While there is a lot of work to do, Tedrake says all of the evidence so far suggests that the approaches used to LLMs also work for robots. “I think it’s changing everything,” he says.
Gauging progress in robotics has become more challenging of late, of course, with videoclips showing commercial humanoids performing complex chores, like loading refrigerators or taking out the trash with seeming ease. YouTube clips can be deceptive, though, and humanoid robots tend to be either teleoperated, carefully programmed in advance, or trained to do a single task in very controlled conditions.
The new Atlas work is a big sign that robots are starting to experience the kind of equivalent advances in robotics that eventually led to the general language models that gave us ChatGPT in the field of generative AI. Eventually, such progress could give us robots that are able to operate in a wide range of messy environments with ease and are able to rapidly learn new skills—from welding pipes to making espressos—without extensive retraining.
“It’s definitely a step forward,” says Ken Goldberg, a roboticist at UC Berkeley who receives some funding from TRI but was not involved with the Atlas work. “The coordination of legs and arms is a big deal.”
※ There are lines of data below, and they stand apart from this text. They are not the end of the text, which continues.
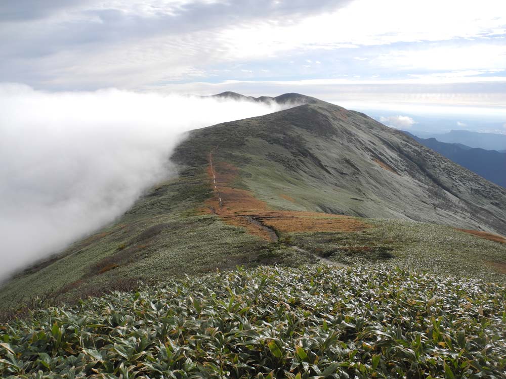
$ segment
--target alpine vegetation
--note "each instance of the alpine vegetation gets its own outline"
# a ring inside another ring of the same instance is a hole
[[[260,267],[35,312],[6,378],[503,378],[506,288],[381,265]]]
[[[274,103],[0,85],[0,280],[112,221],[176,174],[184,133]]]

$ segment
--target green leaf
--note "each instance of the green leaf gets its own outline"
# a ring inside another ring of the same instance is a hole
[[[301,359],[301,360],[308,361],[308,355],[304,351],[304,349],[302,348],[302,346],[297,346],[295,348],[295,351],[297,353],[297,355]]]
[[[374,354],[372,356],[372,358],[371,359],[371,362],[372,363],[372,369],[375,370],[376,367],[377,367],[378,365],[380,364],[380,361],[381,360],[381,357],[380,354]]]
[[[326,368],[323,370],[323,372],[321,373],[322,376],[326,377],[332,374],[335,373],[335,370],[338,369],[338,367],[340,365],[340,364],[337,362],[332,362],[327,366]]]
[[[276,358],[281,358],[283,356],[283,353],[278,346],[278,344],[276,343],[276,341],[271,341],[267,344],[267,346],[269,347],[269,349],[272,353],[272,355],[275,357]]]
[[[101,361],[102,360],[102,354],[94,349],[85,349],[82,348],[82,351],[88,355],[93,357],[96,360]]]
[[[446,362],[444,362],[444,373],[445,377],[446,379],[455,379],[455,375],[453,375],[453,372],[451,370],[451,368],[446,364]]]

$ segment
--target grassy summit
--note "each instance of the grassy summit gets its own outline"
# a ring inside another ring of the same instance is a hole
[[[506,231],[506,191],[365,115],[278,98],[307,104],[190,133],[173,157],[178,177],[18,273],[0,289],[3,310],[322,260],[506,282],[506,239],[495,235]]]
[[[168,280],[0,329],[5,378],[503,378],[506,288],[380,265]]]

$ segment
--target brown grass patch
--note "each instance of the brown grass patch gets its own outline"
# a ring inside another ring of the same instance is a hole
[[[108,271],[110,271],[118,267],[118,265],[113,263],[112,264],[109,264],[103,267],[102,269],[98,272],[99,274],[103,274],[104,272],[107,272]]]
[[[397,172],[391,166],[389,166],[388,164],[387,164],[386,163],[385,163],[384,162],[383,162],[382,161],[380,161],[377,158],[374,158],[372,160],[373,160],[374,162],[375,162],[376,163],[377,163],[378,165],[380,165],[380,166],[382,168],[384,168],[385,170],[387,170],[387,171],[389,171],[391,172],[393,172],[394,174],[397,174],[397,175],[399,175],[399,173],[398,172]]]
[[[205,201],[206,206],[201,211],[218,215],[227,223],[245,228],[252,234],[268,241],[272,239],[269,231],[248,221],[246,216],[253,217],[262,225],[280,232],[351,232],[368,227],[359,219],[348,216],[271,210],[265,202],[255,197],[250,191],[230,186],[229,183],[238,173],[236,167],[224,162],[215,162],[214,165],[214,171],[209,169],[208,173],[212,183],[214,172],[218,191],[212,198]],[[222,200],[222,206],[219,196]],[[286,195],[281,196],[293,201]]]
[[[455,228],[457,230],[469,233],[470,234],[476,235],[477,237],[479,237],[480,238],[484,238],[485,240],[495,241],[500,244],[506,244],[506,238],[504,238],[502,235],[494,234],[487,231],[482,231],[481,230],[473,230],[470,229],[460,229],[459,228]]]

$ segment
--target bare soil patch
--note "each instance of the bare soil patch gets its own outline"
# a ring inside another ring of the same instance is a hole
[[[266,240],[273,240],[272,230],[280,232],[351,232],[369,227],[358,219],[343,215],[271,210],[265,202],[256,198],[250,191],[230,185],[238,170],[226,162],[214,162],[213,169],[209,169],[208,173],[211,184],[213,187],[216,185],[218,190],[213,198],[205,201],[202,211],[218,215],[227,223],[244,227],[251,234]],[[293,201],[285,195],[281,196]]]
[[[490,240],[491,241],[495,241],[496,242],[498,242],[500,244],[506,244],[506,238],[503,237],[502,235],[494,234],[492,233],[489,233],[487,231],[482,231],[481,230],[473,230],[470,229],[459,229],[458,228],[456,228],[456,229],[457,230],[460,230],[460,231],[469,233],[469,234],[473,234],[473,235],[476,235],[477,237],[484,238],[485,240]]]

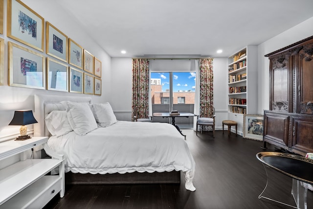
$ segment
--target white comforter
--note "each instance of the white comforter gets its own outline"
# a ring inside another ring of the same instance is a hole
[[[168,123],[119,121],[80,136],[51,137],[48,145],[65,157],[65,172],[92,174],[181,170],[196,189],[195,161],[184,137]]]

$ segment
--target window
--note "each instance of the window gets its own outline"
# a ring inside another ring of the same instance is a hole
[[[170,97],[161,97],[161,104],[169,104]]]
[[[151,72],[151,104],[194,104],[195,77],[195,72]]]
[[[177,97],[177,104],[185,104],[185,97],[179,96]]]

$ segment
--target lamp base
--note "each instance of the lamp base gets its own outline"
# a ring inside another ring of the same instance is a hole
[[[31,139],[31,137],[30,137],[30,136],[28,135],[19,136],[19,137],[16,138],[15,140],[18,141],[22,141],[22,140],[28,139]]]

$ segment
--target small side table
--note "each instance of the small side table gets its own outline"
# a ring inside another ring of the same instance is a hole
[[[263,164],[267,179],[265,188],[258,198],[264,198],[293,208],[307,209],[308,186],[302,186],[301,183],[313,184],[313,160],[296,155],[271,152],[259,152],[256,157]],[[273,180],[268,174],[272,169],[292,178],[291,193],[296,207],[264,196],[266,190],[270,189],[272,186],[270,185],[272,184]]]
[[[228,126],[228,137],[230,135],[230,128],[231,128],[232,126],[236,126],[236,136],[237,136],[237,122],[234,121],[233,120],[224,120],[222,121],[223,130],[223,134],[224,133],[224,125],[226,125]]]

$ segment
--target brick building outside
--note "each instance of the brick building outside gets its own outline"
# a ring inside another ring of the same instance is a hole
[[[161,85],[151,84],[152,103],[168,104],[169,91],[162,92]],[[195,92],[178,92],[173,93],[173,104],[194,104]]]

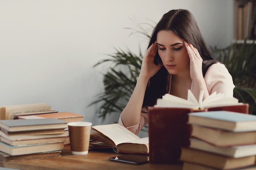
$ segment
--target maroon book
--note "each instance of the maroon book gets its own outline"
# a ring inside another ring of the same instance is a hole
[[[175,163],[179,162],[181,147],[189,146],[191,127],[188,114],[198,111],[226,110],[248,113],[247,104],[204,109],[150,107],[148,108],[149,162]]]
Goldberg says, however, that the idea of emergent robot behavior should be treated carefully. Just as the surprising abilities of large language models can sometimes be traced to examples included in their training data, he says that robots may demonstrate skills that seem more novel than they really are. He adds that it is helpful to know details about how often a robot succeeds and in what ways it fails during experiments. TRI has previously been transparent with the work it’s done on LBMs and may well release more data on the new model.
Whether simple scaling up the data used to train robot models will unlock ever-more emergent behavior remains an open question. At a debate held in May at the International Conference on Robotics and Automation in Atlanta, Goldberg and others cautioned that engineering methods will also play an important role going forward.
Tedrake, for one, is convinced that robotics is nearing an inflection point—one that will enable more real-world use of humanoids and other robots. “I think we need to put these robots out of the world and start doing real work,” he says.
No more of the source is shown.